22nd January 2010
I'm sure most of you were subjected to warnings regarding an exploit in Internet Explorer earlier this year, which resulted in both Germany and France issuing warnings to web users suggesting they use an alternative web browser. The good news is that this exploit probably didn't affect most people. The bad news is it could have.
This attack was a combination of two different vectors; the first preys on users trust and ignorance of what they are doing, and the second a bug in Microsoft’s Internet Explorer. The attackers used a technique known as 'spear phishing', which is a highly targeted attack that leads users to a compromised website that, once visited, commences the second stage of the attack. Victims are normally chosen because of their access to privileged electronic information, such as bank account details or commercially or politically sensitive documents.
The second stage of this attack was, to put it bluntly, Microsoft’s fault. After the attack it emerged that Internet Explorer contained a programming error which allowed an attacker to inject their own code into the computer’s memory and then run it. The programming error in question came about because the programmer failed to check that the code they were using only used the memory it was supposed to use and not memory that contained critical bits of information.
Protection against this kind of exploit can come in a few forms; the first concerns the way things are programmed and the second the way users behave.
Firstly, programmers can use what is termed a managed language. This means that the computer itself takes care to make sure the programs that are running only use memory that they are supposed to.

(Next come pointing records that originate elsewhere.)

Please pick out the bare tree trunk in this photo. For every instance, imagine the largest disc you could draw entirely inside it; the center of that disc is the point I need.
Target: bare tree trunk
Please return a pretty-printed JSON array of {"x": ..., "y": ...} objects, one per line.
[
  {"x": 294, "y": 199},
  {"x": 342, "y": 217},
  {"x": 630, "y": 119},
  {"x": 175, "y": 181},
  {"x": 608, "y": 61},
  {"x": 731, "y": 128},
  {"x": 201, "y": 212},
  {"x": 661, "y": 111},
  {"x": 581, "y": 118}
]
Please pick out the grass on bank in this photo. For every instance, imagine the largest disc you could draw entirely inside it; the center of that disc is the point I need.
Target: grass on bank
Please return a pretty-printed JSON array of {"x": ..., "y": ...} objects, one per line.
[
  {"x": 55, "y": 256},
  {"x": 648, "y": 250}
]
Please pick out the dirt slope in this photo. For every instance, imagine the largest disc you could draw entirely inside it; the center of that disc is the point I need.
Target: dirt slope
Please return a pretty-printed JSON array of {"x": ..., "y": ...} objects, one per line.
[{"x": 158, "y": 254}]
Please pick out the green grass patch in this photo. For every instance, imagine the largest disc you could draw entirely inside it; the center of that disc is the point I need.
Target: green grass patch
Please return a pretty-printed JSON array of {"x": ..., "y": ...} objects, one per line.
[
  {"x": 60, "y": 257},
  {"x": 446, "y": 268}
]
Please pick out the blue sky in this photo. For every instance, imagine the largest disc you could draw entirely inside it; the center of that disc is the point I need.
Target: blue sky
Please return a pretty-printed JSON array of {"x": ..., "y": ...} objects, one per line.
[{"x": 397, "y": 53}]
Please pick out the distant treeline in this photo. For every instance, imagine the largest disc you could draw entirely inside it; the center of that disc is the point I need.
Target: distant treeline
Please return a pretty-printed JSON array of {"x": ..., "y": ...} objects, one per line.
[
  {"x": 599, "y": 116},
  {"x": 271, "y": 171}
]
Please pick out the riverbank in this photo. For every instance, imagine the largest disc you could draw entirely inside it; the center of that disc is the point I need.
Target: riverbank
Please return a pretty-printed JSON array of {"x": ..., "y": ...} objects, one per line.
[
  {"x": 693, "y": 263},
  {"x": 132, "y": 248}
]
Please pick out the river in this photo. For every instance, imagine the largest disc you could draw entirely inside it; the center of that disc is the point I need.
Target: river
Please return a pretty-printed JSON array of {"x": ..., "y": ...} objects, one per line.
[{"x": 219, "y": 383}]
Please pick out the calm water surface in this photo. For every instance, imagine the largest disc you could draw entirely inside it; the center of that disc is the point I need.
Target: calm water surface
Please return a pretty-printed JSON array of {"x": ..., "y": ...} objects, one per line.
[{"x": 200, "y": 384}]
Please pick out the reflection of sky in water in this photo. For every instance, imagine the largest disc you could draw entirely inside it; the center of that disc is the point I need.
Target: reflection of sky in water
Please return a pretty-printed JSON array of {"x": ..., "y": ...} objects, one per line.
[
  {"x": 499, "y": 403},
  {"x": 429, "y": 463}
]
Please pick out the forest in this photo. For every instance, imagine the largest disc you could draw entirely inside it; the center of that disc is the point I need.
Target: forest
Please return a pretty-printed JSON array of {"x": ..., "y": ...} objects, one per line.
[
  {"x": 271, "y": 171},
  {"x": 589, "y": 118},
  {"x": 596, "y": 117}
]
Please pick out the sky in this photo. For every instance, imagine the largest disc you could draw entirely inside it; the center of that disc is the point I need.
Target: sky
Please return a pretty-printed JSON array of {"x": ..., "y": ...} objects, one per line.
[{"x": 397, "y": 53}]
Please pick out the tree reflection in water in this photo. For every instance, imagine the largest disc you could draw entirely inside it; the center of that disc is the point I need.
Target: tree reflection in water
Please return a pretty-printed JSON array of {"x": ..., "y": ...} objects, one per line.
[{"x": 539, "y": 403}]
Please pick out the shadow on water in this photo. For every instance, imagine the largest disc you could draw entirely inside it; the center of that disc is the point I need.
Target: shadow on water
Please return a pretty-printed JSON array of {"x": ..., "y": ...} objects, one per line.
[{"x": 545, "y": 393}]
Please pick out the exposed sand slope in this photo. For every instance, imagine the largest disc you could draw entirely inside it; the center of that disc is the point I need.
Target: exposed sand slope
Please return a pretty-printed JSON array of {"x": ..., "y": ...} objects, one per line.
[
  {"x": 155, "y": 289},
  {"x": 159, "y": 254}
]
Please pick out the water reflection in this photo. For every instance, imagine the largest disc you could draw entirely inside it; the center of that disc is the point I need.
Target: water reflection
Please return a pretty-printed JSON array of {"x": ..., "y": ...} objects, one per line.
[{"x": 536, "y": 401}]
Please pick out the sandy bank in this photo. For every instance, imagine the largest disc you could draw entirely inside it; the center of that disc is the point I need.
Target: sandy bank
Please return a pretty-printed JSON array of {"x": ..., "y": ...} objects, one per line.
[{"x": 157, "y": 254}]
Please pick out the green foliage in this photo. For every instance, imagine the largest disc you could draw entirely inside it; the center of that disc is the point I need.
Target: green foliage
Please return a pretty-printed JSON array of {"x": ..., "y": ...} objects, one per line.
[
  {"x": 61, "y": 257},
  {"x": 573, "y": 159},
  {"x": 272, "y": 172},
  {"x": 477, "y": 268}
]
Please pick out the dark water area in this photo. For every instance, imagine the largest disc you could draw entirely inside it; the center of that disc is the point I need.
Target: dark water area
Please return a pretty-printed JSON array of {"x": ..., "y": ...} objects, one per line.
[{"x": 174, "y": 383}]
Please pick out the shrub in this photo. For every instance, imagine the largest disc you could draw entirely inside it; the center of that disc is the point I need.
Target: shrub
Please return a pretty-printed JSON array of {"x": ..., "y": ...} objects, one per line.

If something does go wrong the computer makes sure the program stops running before it can do anything evil. Fortunately this is the easy part, and at Xibis we always prefer to use managed languages wherever possible.
The next form of protection is easy to say but hard to implement: user education. This particular exploit used a phishing attack which lured the user into falling for the trap by making them trust that the trap was safe, so make sure the web site you're about to visit is www.bbc.co.uk and not www.bbc.co.uk.evil.com, and make sure the email you received unexpectedly really came from and not .
Fortunately modern browsers can also help by attempting to detect when a site is used for phishing. However, the key word in that sentence is modern! If you're using IE 6 then have a look at upgrading to Internet Explorer 8, Mozilla Firefox or Google Chrome, all of which come with protection against phishing attacks.